When a user input contains Unicode characters (e.g. ‘ or ” ), the following action fails:
String[] unicodeStrings = answerText.split("((?<=\\R)|(?=\\R))");
I've tried debugging the split method, but I haven't found the root cause. I have a hunch it has something to do with the question mark (?) in the expression.
I've also tried an online java regex tool and applied the expression on some text with the following characters ‘”. It didn't show any error.
I've also tried writing a simple test method in online java compiler where I passed a test string with the ‘” characters and performed the above-mentioned split.
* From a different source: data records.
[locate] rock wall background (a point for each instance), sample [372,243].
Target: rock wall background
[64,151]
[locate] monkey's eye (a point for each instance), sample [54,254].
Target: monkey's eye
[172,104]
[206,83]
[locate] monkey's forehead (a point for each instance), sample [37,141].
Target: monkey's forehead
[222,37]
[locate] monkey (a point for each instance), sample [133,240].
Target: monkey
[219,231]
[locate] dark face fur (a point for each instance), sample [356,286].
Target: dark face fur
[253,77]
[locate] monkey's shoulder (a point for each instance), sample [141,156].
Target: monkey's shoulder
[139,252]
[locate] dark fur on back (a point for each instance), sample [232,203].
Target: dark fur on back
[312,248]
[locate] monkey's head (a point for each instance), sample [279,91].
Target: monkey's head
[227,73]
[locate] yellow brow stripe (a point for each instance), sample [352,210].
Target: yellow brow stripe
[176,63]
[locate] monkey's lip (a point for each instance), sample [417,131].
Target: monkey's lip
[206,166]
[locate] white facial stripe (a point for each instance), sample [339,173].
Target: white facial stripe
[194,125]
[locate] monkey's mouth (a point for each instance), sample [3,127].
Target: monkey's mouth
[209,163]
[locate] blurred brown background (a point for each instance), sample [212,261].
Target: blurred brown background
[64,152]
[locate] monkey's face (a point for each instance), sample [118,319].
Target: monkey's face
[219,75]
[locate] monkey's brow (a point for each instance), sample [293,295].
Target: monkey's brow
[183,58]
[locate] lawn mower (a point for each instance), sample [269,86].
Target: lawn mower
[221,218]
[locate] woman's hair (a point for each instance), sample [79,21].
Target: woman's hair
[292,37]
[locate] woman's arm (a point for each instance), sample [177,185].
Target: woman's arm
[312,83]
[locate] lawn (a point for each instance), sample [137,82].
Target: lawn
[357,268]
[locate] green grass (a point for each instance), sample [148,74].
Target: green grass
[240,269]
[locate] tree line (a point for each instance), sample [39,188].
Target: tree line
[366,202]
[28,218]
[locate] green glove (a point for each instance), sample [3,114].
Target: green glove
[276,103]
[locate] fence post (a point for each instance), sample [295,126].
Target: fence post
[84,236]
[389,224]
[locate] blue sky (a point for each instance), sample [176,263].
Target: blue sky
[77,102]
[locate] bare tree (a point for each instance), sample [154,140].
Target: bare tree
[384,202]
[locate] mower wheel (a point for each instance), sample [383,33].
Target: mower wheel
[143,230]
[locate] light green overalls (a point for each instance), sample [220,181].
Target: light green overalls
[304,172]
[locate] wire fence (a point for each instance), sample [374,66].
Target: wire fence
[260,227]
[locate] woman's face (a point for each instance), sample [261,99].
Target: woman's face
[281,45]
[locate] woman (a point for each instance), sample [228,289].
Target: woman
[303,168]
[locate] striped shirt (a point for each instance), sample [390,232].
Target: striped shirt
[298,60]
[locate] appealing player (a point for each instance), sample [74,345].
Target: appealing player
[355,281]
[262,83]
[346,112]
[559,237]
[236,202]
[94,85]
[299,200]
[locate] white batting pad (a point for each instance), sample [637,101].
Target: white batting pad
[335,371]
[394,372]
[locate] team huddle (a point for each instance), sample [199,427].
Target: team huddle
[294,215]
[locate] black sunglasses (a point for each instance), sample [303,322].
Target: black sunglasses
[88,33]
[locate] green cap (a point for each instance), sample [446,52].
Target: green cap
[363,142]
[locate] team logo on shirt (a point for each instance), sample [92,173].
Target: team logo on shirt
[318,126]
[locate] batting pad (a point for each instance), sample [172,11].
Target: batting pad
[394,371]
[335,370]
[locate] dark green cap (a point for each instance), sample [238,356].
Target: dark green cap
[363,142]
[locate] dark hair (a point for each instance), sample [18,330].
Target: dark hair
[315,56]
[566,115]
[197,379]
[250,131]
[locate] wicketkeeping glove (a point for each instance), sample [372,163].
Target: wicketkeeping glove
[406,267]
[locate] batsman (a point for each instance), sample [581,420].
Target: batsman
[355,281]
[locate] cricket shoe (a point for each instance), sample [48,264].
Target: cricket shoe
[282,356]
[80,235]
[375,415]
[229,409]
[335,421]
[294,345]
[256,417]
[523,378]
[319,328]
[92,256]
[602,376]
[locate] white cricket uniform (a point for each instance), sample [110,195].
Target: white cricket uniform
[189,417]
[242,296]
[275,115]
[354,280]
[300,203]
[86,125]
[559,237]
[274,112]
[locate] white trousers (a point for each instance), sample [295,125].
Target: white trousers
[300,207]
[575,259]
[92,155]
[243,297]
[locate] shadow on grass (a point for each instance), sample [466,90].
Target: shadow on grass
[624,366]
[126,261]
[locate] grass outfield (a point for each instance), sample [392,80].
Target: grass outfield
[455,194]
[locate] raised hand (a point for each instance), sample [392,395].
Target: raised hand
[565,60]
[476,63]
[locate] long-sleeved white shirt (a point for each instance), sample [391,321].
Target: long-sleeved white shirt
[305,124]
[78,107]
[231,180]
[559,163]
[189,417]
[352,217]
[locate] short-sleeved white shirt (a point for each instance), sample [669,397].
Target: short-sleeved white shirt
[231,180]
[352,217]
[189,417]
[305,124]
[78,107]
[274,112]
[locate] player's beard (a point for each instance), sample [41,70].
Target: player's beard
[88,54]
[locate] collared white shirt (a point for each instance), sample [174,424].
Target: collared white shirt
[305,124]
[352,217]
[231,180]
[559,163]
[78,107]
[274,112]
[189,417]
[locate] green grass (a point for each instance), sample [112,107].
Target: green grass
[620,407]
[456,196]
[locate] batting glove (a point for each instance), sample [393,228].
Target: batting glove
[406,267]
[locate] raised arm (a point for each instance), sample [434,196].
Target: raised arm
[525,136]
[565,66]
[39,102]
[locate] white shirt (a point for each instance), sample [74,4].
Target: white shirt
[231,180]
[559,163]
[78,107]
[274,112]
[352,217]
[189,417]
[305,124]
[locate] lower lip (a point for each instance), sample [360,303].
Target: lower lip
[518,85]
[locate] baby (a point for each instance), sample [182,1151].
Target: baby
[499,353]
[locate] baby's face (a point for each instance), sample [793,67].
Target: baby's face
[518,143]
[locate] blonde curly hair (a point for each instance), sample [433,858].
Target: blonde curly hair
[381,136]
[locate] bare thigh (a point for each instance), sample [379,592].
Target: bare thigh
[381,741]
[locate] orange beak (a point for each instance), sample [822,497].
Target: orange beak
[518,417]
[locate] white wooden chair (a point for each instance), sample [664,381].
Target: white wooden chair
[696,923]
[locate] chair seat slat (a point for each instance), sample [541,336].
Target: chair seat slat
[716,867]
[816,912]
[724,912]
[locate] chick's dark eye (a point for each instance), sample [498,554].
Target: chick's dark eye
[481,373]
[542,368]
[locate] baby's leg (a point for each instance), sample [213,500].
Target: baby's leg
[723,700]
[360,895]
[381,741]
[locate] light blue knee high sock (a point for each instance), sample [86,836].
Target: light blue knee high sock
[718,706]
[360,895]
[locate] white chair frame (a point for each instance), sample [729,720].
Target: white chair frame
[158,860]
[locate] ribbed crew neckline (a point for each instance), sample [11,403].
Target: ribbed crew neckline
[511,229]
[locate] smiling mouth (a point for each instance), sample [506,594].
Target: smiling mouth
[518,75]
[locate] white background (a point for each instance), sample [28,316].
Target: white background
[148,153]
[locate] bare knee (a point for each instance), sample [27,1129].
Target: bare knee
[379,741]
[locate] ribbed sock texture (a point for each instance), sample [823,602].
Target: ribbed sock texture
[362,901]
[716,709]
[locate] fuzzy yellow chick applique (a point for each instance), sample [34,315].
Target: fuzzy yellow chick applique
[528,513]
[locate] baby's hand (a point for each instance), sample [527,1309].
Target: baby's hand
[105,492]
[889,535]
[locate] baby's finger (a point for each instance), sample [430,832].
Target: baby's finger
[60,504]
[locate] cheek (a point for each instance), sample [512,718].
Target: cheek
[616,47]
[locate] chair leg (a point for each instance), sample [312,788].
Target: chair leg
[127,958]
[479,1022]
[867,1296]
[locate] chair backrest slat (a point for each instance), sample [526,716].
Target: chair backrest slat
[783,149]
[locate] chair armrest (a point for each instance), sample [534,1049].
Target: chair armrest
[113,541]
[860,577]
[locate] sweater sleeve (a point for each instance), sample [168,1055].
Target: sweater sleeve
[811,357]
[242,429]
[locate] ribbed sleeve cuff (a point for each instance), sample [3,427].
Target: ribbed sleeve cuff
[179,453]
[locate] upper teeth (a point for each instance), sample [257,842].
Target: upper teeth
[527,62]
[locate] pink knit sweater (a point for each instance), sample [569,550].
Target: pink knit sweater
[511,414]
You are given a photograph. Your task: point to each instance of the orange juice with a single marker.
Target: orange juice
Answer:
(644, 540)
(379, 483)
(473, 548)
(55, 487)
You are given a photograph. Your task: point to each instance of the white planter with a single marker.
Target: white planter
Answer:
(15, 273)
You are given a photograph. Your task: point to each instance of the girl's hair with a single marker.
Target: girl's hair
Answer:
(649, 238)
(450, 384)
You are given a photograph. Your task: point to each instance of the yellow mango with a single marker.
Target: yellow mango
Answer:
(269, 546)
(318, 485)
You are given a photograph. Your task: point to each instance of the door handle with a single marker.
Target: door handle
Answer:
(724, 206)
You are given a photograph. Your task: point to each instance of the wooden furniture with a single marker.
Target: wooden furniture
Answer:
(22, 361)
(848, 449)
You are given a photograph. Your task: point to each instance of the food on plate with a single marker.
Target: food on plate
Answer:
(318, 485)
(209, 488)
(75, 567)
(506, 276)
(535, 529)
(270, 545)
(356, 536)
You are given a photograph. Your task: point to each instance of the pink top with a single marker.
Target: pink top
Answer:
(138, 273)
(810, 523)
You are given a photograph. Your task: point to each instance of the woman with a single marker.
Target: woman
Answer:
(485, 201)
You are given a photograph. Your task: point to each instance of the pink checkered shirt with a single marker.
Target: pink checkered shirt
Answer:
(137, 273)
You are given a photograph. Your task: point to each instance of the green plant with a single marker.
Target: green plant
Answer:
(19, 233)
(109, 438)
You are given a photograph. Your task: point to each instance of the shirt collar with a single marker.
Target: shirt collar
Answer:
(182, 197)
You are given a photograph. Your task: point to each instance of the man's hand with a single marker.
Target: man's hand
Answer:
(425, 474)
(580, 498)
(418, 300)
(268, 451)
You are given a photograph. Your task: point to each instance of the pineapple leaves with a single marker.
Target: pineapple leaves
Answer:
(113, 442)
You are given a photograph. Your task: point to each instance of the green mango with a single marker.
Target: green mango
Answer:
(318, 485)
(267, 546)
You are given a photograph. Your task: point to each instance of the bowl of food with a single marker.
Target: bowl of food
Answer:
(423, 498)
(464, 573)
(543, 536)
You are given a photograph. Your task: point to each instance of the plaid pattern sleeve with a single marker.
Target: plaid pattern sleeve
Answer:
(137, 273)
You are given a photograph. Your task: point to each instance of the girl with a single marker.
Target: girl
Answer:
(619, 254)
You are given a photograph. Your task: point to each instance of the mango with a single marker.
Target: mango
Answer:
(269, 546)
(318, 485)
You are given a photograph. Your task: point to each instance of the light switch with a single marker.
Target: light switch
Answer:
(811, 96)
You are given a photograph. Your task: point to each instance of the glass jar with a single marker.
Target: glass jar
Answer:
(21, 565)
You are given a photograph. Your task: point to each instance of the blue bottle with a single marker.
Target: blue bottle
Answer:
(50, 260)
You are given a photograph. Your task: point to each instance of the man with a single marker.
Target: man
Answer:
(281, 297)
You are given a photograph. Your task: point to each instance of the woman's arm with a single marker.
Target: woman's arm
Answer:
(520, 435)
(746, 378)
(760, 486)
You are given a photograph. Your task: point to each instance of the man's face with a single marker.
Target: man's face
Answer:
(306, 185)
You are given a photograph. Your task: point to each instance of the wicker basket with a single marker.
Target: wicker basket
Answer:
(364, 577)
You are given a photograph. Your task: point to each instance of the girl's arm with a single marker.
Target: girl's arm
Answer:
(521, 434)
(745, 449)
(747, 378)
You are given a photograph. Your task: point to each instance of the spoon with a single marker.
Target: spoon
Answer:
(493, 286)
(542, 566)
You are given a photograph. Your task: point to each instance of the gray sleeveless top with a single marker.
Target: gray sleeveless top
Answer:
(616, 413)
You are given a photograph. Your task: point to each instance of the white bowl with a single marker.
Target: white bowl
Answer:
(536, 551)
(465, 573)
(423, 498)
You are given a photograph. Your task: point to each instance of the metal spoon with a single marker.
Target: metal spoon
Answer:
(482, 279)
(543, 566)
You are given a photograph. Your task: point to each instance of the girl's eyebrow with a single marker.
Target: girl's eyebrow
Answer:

No error either.
Code:
String answerText = uiq.getAnswerText();
if (answerText.matches("[\\x00-\\x7F]*")) //if the answerString consists only of ascii characters we encode it
sb.append("<String name=\"answerText\">")
.append(wrapCdata(uiq.isDate() ? formatDate(uiq.getAnswerText(), sourceFormat, targetFormat) : answerText)).append("</String>");
else { //if the answerString consists of unicode characters we encode only the Linebreakers (the \R)
String answerNonEscapedText = "";
String[] unicodeStrings = answerText.split("((?<=\\R)|(?=\\R))");//This regex splits the string to its linebreak-delimiters, including them. i.e. ("$$$\r\n" ---> [$,$,$,\r\n])
for (String str : unicodeStrings) {
if (str.matches("\\R"))
str = StringEscapeUtils.escapeJava(str);
answerNonEscapedText += str;
}
Error:
java.util.regex.PatternSyntaxException: Illegal/unsupported escape sequence near index 6
((?<=\R)|(?=\R))
^
at java.util.regex.Pattern.error(Pattern.java:1924)
at java.util.regex.Pattern.escape(Pattern.java:2416)
at java.util.regex.Pattern.atom(Pattern.java:2164)
at java.util.regex.Pattern.sequence(Pattern.java:2046)
at java.util.regex.Pattern.expr(Pattern.java:1964)
at java.util.regex.Pattern.group0(Pattern.java:2807)
at java.util.regex.Pattern.sequence(Pattern.java:2018)
at java.util.regex.Pattern.expr(Pattern.java:1964)
at java.util.regex.Pattern.group0(Pattern.java:2854)
at java.util.regex.Pattern.sequence(Pattern.java:2018)
at java.util.regex.Pattern.expr(Pattern.java:1964)
at java.util.regex.Pattern.compile(Pattern.java:1665)
at java.util.regex.Pattern.<init>(Pattern.java:1337)
at java.util.regex.Pattern.compile(Pattern.java:1022)
at java.lang.String.split(String.java:2313)
at java.lang.String.split(String.java:2355)
Could you please help me finding the root cause of the failure?
"((?<=\\R)|(?=\\R))"contains both a look-ahead and look-behind 0 width match, and that as group."\\R"for newline should suffice. You will not get the line separating chars ("\n", "\r\n", "\r" or "\u0085") though. look-behind and ahead probably were done for receiving the line separator and maybe for the last line.